I have actually started a project like this, but it is currently in a private repo. Also, back in March I pivoted to a different project called ExtendableInterfaces.jl (also in a private repo), so I haven’t been working on the table query project lately. However, I hope to release ExtendableInterfaces.jl in the next few months so that I can pivot back to the table query project.
I have a name for my table querying package, but the package is not registered yet so I’m a little hesitant to publicize the name. ![]()
Here is a summary of the high-level principles and goals of the project:
- Lazy, declarative queries.
- Queries are optimized by a query compiler.
- Input tables are not mutated.
- Works on any table implementing the interface in Tables.jl.
Additional goals of the project:
- Execute queries on larger-than-memory data sets.
- Distributed (big data) processing.
- Longer term goal. Possibly with help from Dagger.jl.
- Translate queries to SQL and send to databases?
- This is not a top priority for me, but it could be done.
Additional details:
- Queries are written in terms of relational algebra operators.
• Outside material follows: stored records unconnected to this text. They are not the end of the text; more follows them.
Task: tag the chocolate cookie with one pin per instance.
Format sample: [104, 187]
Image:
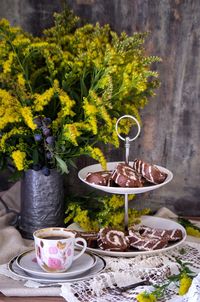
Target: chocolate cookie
[125, 176]
[112, 240]
[150, 172]
[90, 237]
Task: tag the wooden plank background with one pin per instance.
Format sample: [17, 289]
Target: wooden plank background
[170, 134]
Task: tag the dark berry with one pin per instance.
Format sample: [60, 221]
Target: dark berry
[50, 140]
[38, 121]
[45, 171]
[37, 137]
[36, 167]
[47, 121]
[46, 131]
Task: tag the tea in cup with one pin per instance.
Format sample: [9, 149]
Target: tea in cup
[54, 248]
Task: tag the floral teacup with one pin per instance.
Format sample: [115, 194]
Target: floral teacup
[55, 249]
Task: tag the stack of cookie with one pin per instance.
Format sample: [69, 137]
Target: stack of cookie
[139, 175]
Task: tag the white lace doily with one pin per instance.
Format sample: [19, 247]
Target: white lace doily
[124, 271]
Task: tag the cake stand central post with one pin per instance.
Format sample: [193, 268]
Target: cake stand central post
[126, 213]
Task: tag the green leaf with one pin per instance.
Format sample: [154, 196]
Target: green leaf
[62, 164]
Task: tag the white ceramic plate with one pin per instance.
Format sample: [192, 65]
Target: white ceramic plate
[27, 262]
[118, 190]
[96, 269]
[151, 221]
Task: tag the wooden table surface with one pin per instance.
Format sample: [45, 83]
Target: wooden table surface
[51, 299]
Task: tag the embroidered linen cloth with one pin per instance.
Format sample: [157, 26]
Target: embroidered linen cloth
[101, 288]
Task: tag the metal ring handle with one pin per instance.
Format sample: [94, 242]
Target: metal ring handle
[133, 118]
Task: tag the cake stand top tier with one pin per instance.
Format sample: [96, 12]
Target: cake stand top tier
[119, 190]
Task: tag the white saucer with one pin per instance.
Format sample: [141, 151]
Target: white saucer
[119, 190]
[96, 269]
[27, 262]
[154, 222]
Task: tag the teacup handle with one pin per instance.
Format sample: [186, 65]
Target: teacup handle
[83, 249]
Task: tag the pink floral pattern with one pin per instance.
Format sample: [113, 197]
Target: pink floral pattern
[54, 263]
[53, 250]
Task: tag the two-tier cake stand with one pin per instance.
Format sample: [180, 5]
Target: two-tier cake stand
[111, 167]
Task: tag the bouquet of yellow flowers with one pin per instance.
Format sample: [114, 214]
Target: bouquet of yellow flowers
[61, 93]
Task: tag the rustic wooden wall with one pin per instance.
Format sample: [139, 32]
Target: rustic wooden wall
[170, 134]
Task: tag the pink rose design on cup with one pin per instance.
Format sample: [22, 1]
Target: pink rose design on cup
[54, 263]
[69, 252]
[53, 250]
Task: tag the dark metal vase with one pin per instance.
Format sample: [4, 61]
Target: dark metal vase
[42, 202]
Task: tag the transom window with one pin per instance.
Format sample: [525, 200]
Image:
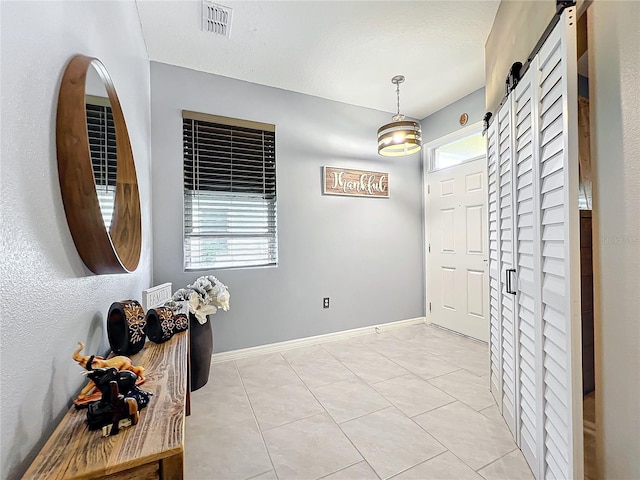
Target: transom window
[459, 151]
[229, 193]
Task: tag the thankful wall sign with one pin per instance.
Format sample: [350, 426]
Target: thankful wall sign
[358, 183]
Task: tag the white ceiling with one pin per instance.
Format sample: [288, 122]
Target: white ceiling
[340, 50]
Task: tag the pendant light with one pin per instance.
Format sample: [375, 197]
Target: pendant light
[400, 137]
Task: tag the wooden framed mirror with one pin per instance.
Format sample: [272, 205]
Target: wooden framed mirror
[107, 243]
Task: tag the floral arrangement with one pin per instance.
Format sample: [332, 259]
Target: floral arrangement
[204, 297]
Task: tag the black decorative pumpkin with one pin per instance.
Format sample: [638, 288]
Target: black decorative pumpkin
[162, 324]
[126, 327]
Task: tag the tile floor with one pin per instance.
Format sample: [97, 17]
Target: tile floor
[409, 403]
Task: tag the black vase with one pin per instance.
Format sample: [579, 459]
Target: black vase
[126, 327]
[200, 351]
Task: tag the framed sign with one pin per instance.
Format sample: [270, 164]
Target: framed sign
[358, 183]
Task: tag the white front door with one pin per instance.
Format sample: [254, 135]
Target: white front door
[456, 231]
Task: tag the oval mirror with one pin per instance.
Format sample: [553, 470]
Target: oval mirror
[102, 143]
[96, 169]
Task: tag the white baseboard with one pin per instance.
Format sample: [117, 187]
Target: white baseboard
[308, 341]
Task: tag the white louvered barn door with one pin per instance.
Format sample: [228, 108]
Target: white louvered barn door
[535, 365]
[561, 454]
[505, 262]
[495, 295]
[527, 241]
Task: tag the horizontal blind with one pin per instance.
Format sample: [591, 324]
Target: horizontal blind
[104, 158]
[229, 194]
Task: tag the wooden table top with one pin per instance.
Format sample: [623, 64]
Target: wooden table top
[74, 452]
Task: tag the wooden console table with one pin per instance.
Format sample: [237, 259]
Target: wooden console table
[152, 449]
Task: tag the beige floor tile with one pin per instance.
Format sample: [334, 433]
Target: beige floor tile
[412, 394]
[264, 476]
[346, 349]
[227, 453]
[436, 345]
[466, 387]
[349, 399]
[220, 406]
[425, 365]
[359, 471]
[285, 404]
[304, 355]
[492, 413]
[373, 367]
[310, 448]
[267, 371]
[390, 442]
[510, 467]
[317, 367]
[443, 467]
[414, 332]
[388, 345]
[222, 375]
[469, 435]
[472, 361]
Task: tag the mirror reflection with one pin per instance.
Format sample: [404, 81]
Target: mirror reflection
[102, 142]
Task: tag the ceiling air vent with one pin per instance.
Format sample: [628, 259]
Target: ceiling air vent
[216, 18]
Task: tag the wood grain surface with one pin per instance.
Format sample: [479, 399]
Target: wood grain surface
[358, 183]
[118, 249]
[155, 444]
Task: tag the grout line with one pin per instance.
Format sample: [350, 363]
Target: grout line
[418, 464]
[432, 409]
[497, 459]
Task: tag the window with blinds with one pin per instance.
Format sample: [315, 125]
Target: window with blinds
[229, 193]
[102, 145]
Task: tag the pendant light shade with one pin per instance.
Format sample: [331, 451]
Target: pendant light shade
[400, 137]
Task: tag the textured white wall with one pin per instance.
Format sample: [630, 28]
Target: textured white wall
[363, 253]
[447, 120]
[516, 29]
[614, 64]
[49, 300]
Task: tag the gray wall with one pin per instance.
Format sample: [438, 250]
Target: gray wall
[49, 300]
[447, 119]
[363, 253]
[614, 64]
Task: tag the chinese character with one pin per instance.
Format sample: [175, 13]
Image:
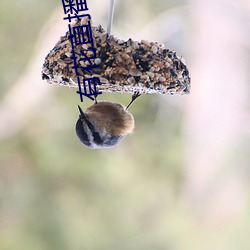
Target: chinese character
[81, 35]
[91, 91]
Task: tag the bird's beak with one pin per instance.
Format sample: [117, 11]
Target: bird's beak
[82, 115]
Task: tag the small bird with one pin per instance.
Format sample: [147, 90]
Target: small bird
[104, 124]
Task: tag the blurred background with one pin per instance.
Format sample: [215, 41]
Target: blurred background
[180, 182]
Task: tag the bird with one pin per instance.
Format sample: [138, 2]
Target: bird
[104, 124]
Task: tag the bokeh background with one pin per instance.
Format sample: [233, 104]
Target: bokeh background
[180, 182]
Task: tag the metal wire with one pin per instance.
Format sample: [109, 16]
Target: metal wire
[110, 15]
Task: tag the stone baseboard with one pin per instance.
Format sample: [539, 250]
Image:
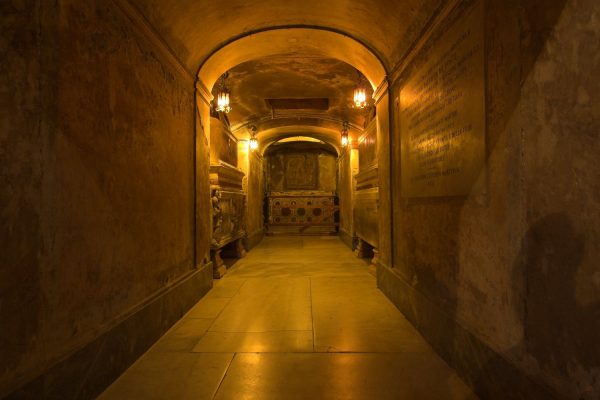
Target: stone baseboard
[254, 239]
[86, 373]
[490, 374]
[348, 239]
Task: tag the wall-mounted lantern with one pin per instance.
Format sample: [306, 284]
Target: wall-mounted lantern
[223, 101]
[345, 139]
[253, 143]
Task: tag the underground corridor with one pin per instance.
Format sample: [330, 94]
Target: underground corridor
[294, 199]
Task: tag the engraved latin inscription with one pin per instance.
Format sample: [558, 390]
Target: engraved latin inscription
[442, 113]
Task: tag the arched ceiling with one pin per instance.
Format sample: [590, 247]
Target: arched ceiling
[299, 42]
[327, 134]
[195, 29]
[299, 79]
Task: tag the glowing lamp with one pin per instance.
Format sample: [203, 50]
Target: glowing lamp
[253, 144]
[360, 97]
[223, 101]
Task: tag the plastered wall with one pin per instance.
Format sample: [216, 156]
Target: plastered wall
[516, 266]
[97, 181]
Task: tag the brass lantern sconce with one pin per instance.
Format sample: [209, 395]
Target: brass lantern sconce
[345, 138]
[253, 142]
[223, 95]
[360, 92]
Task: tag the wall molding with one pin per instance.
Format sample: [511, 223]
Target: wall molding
[86, 372]
[381, 90]
[139, 21]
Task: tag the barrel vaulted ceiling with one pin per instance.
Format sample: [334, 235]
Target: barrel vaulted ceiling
[290, 49]
[194, 29]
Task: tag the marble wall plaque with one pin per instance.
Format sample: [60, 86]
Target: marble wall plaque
[442, 113]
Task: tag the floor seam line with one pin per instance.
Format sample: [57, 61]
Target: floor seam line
[224, 376]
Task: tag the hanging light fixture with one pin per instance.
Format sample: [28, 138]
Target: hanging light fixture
[253, 142]
[223, 101]
[360, 92]
[345, 139]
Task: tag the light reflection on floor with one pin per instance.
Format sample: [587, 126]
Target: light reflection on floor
[298, 318]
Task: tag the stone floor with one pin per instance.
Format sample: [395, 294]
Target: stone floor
[298, 318]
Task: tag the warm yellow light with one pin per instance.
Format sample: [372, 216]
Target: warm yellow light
[344, 139]
[253, 144]
[223, 102]
[360, 97]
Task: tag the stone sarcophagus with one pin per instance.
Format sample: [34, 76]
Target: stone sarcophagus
[228, 217]
[303, 213]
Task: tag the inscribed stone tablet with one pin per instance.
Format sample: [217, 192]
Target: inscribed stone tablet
[442, 113]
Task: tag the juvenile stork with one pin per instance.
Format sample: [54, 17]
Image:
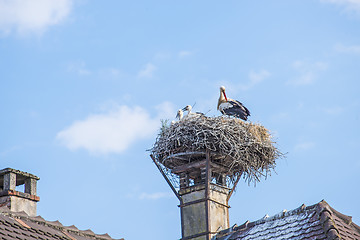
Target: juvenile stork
[231, 107]
[188, 108]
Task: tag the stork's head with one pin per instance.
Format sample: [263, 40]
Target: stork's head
[180, 114]
[187, 108]
[222, 90]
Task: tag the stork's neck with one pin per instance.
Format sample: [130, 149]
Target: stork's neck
[221, 99]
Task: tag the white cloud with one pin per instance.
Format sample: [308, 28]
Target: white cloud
[26, 16]
[113, 131]
[354, 49]
[308, 72]
[255, 78]
[155, 196]
[349, 5]
[147, 71]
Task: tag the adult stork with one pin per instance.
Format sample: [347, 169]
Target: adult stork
[180, 114]
[231, 107]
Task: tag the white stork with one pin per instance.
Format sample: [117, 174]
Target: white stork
[231, 107]
[180, 114]
[188, 108]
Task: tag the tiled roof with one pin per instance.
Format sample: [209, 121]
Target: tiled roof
[319, 221]
[18, 225]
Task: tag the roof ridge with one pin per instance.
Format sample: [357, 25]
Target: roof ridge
[325, 215]
[53, 224]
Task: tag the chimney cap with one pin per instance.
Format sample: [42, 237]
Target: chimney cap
[20, 176]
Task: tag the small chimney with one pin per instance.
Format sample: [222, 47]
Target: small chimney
[15, 200]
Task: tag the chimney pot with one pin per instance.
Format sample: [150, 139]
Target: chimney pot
[15, 200]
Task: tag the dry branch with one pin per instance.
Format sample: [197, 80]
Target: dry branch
[236, 145]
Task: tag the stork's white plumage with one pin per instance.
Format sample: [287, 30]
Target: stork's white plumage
[180, 114]
[231, 107]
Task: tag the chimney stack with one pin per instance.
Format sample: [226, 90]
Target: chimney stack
[15, 200]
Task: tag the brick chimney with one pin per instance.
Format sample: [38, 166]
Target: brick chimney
[15, 200]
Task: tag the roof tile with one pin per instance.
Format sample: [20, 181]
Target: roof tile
[318, 221]
[14, 225]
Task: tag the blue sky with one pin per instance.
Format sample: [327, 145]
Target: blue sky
[84, 85]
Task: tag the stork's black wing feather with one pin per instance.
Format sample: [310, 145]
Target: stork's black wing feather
[237, 110]
[246, 110]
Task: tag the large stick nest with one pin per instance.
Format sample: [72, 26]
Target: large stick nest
[239, 147]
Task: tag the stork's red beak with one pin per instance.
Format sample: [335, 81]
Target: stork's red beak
[225, 96]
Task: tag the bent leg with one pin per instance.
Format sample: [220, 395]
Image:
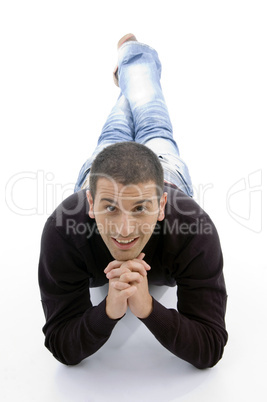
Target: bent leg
[139, 79]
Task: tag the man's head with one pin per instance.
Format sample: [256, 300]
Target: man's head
[126, 197]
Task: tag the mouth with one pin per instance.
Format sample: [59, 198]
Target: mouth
[125, 244]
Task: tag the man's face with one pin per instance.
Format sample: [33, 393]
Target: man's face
[126, 215]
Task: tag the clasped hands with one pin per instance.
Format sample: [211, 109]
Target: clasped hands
[128, 287]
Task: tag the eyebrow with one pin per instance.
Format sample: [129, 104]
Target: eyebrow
[115, 202]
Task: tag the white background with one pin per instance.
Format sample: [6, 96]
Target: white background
[56, 90]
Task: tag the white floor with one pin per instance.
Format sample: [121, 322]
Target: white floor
[56, 90]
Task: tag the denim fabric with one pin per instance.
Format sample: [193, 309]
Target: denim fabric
[141, 115]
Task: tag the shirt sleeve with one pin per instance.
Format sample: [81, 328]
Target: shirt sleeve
[74, 329]
[195, 332]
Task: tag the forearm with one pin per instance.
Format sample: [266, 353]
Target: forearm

- This differs from Polars where they also have the concept of column expressions, which I don’t like because they allow the user to accidentally scramble their data relations. For example, this Polars query would mess up your data:
df.select( pl.col("a").sort(), pl.col("b").sort() )
I am definitely open to contributors, however for the initial release I want to retain tight control over the API and semantics. I have a clear vision for the project and I don’t want to spend months trying to develop consensus among the community on the right API and semantics. The API will be the API that I want. ![]()
Anyhow, implementing the core API is the easy part. The hard part is writing the query compiler.
Regarding the commercialization story: Polars currently does not have a very good commercialization story. Their new company only advertises services like private consultations and priority on critical bugs, which is not a very compelling commercialization story in my opinion. A Spark replacement in Julia would have business value, but I’m not sure exactly how that would be commercialized. I’m not a business person.